Credit-builder loans can be effective, especially for people who need to build credit from scratch. If you’re trying to repair bad credit after a major financial discrepancy, such as bankruptcy, you may also want to consider a credit-builder loan.

When you make on-time payments for a credit-builder loan, that history will get reported to the three major credit reporting agencies (Equifax, Experian and TransUnion). Within a few months, you should start to see your credit score go up.

Creditors want proof that you don’t overspend and can pay your bills on time, and if you don’t already have an established credit line, you may struggle to demonstrate that you’re a reliable borrower. That’s where credit-builder loans come in. Payment history makes up 35% of your FICO score, so making on-time credit-builder loan payments can get you on track to qualifying for better loans and financial products with lower rates.
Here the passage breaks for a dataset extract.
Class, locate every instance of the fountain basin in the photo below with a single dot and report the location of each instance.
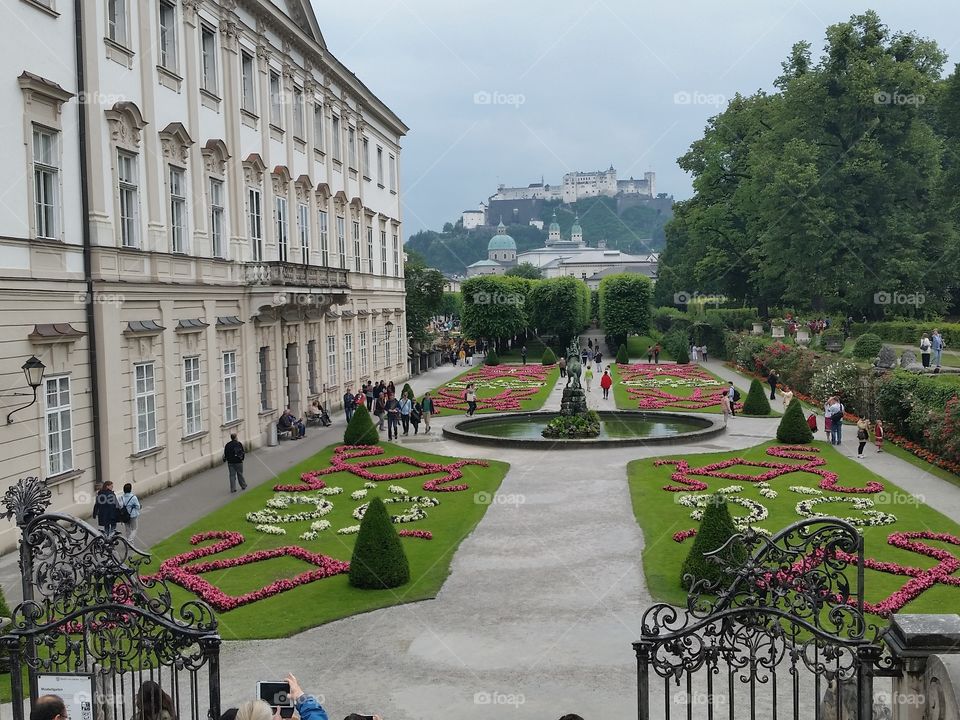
(618, 428)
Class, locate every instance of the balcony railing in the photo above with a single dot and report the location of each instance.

Risks of a credit-builder loan

The biggest risk of a credit-builder loan is the consequences of missing payments. If you don’t pay your loan on time, your credit score could take a hit, just as if you miss any other type of loan payment.

Also, if you’re paying off debts, that should be your top priority. Instead of adding a monthly payment for a credit-builder loan, consider focusing on your debts.

Credit cards vs. credit-builder loans

Credit-builder loans are not the only way to improve your credit. While credit cards have their own risks, many people opt to begin their credit journeys with an intro credit card (like a secured credit card) rather than a loan product.

Opening a credit card and managing it responsibly — meaning not using more than 30% of your credit limit and paying any balance in full each month — is also an effective way to start building credit if you don’t want to take on any loan obligations.